I’ve earned stability during the last five years of my life. However, I could not have won my stability without the help of my family, a job, and hospital facility that was receptive to my urgent needs. A lot had to fall into place for me to get to where I am. And as is the case for drug addicts, recovering from mental instability requires a somewhat fanatical assiduousness.

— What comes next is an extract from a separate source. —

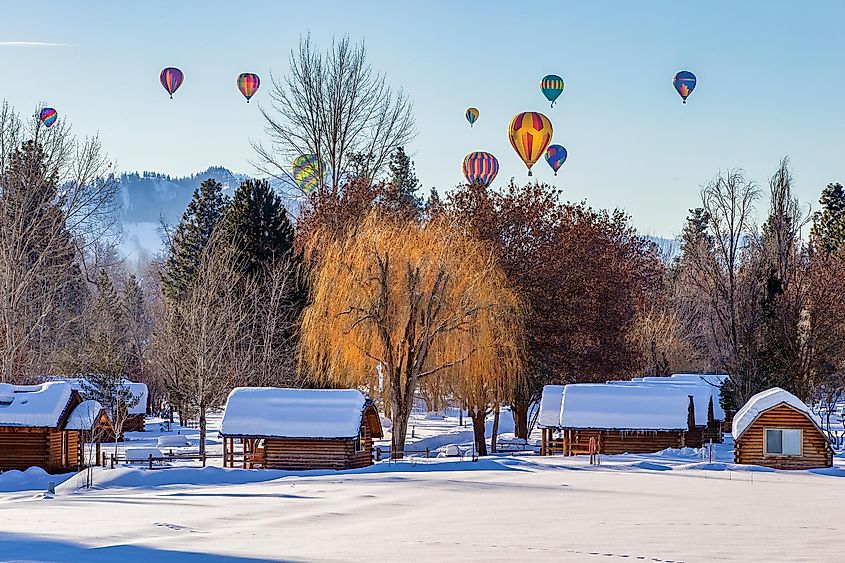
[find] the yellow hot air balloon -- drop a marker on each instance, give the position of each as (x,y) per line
(530,134)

Everything was going smooth for me until my job switched insurance carriers, effectively pulling a rug from beneath me. And of course my mom, still haunted by memories of my past behavior, became worried when I told of her the switch. I think that she might have shivered as she processed those thoughts.
“Do you think you should shop on the individual market so you can still get the Kaiser insurance?” my mother asked.
“Individual insurance,” I said. “No, no, no. That stuff is too expensive. I’ll go with the new employee insurance. Don’t worry about it momma. I’ll set up an appointment with the new hospital, go see the doctor, and get a referral to another psychiatrist. It should be easy.”
“Yeah, I looked up the hospital online.”
I was faking assurdness to appease my mother, as I am just as nervous as she is. When this new hospital couldn’t seem to pick up the first time I fucking called, my heart nearly collapsed.
I need to be matched with a board certified psychiatrist with the authority to prescribe my medications. I need to be able to talk to this person in case I find myself walking along the edge again. The clock keeps on ticking, the days fly by. The closer I get to the first of the New Year, the more anxious I feel. I pray that my initial interaction with my new hospital is not a harbinger of what is to come.
I will follow through on my prayers with action.